つまりは、どういうことだ。
セルフパブリッシング作家が100名集まって、自著のイチオシを紹介する。そういう本なのだ。無料で読める。
つまりは、目録である。
よく書店とかに置いてある「新潮文庫の100冊」とか、そういうのをイメージしてくれればいい。ちなみに私もお声かけを頂き、一冊本を紹介させていただいた(Amazonの内容紹介が掲載されているだけだが)。
そもそも私は「物書き」であり「ハイブリッド・オーサー」なので実用書も文芸書も(というかライトノベルも)書くのだが、よくよく思い出してみるとセルフパブリッシングで文芸と呼べるのは『Category Allegory』と『書籍の解体とフラグメント・コンテンツ、氾濫するアメーバ・センテンスや、クリエイターのアイデンティティーと過ぎ去りし書店員の憂鬱、およびキュレーションの価値とホット化したメディアについての詩』の二作しかない。

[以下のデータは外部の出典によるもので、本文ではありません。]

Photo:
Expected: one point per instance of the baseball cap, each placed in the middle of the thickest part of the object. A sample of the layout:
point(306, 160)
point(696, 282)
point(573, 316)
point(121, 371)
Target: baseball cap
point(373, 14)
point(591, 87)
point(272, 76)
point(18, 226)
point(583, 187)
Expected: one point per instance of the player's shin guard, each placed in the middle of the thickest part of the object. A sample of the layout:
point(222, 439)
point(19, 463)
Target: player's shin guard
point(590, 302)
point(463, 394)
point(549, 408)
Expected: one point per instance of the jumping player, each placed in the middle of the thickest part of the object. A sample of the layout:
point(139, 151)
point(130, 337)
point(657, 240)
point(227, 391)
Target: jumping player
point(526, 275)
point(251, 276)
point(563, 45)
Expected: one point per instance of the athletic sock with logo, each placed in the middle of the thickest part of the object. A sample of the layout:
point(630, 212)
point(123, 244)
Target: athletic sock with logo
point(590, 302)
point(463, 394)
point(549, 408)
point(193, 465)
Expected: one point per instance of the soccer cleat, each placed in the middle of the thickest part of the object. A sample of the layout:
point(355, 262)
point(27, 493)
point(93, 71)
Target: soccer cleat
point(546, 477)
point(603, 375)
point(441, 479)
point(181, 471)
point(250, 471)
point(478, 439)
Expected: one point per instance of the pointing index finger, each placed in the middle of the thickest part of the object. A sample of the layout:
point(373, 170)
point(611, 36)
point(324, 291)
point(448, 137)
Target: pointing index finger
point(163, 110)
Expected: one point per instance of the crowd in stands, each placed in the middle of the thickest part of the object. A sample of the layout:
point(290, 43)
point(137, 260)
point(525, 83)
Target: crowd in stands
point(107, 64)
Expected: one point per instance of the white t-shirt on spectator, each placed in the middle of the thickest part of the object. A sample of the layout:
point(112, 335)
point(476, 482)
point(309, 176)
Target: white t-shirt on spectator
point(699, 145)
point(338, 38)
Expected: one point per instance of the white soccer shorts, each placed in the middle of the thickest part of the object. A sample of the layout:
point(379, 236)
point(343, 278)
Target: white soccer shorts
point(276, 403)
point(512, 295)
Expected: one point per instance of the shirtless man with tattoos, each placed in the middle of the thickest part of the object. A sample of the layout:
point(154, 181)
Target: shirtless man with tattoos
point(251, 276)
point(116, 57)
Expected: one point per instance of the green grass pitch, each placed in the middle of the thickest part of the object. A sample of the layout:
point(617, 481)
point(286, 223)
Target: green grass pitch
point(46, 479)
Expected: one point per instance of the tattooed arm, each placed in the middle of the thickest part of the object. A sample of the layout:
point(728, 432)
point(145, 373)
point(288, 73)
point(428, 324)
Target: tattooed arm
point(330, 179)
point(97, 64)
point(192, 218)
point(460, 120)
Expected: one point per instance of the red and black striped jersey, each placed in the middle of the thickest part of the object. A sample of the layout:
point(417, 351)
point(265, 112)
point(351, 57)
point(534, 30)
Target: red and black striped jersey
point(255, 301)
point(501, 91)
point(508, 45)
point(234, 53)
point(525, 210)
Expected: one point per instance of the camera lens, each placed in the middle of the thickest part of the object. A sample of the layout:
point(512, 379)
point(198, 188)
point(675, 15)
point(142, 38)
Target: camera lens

というわけで、この本の発売までに何か文芸ものの新刊を一冊上梓して、それを自薦しようかと思ったのだが、どう計画を立てても間に合いそうにないので、『Category Allegory』を選択した。個人的にはけっこう好きなショートショート集である。
本書は作品の目録であると共に、セルフパブリッシング作家のカタログでもある。ほんとにまあ、結構たくさんいらっしゃるのだ。そして、これはまだ一部でしかない。さらに今後もゾクゾクと増えていくだろう。セルフパブリッシングはそういう世界だ。そして、私が思うところによると、圧倒的に露出が足りていない。
『もの書く人々』のときにも書いたが、既存のメディアがインタビューしてくれたり、小冊子を作ってくれたりしないわけだから、それらも含めて自分でやるのがセルフ「パブリッシング」である。紙の本だって、何人もの大人が汗水垂らして動き回って、売上げを作っているのだ。それと同じ規模のことをする必要はないが、少なくとも売りたいのであれば、やれることをやった方が良いことは間違いない。
ちなみに本書には、3つの対談がおまけとしてついてくる。
- 対談X① 堀田純司×波野發作
- 対談X② 刈草亜美×伊藤なむあひ
- 対談X③ 高橋文樹×山田佳江
これらの作家に興味を持ちならお得感アップである。まあ、もともと無料なのだが。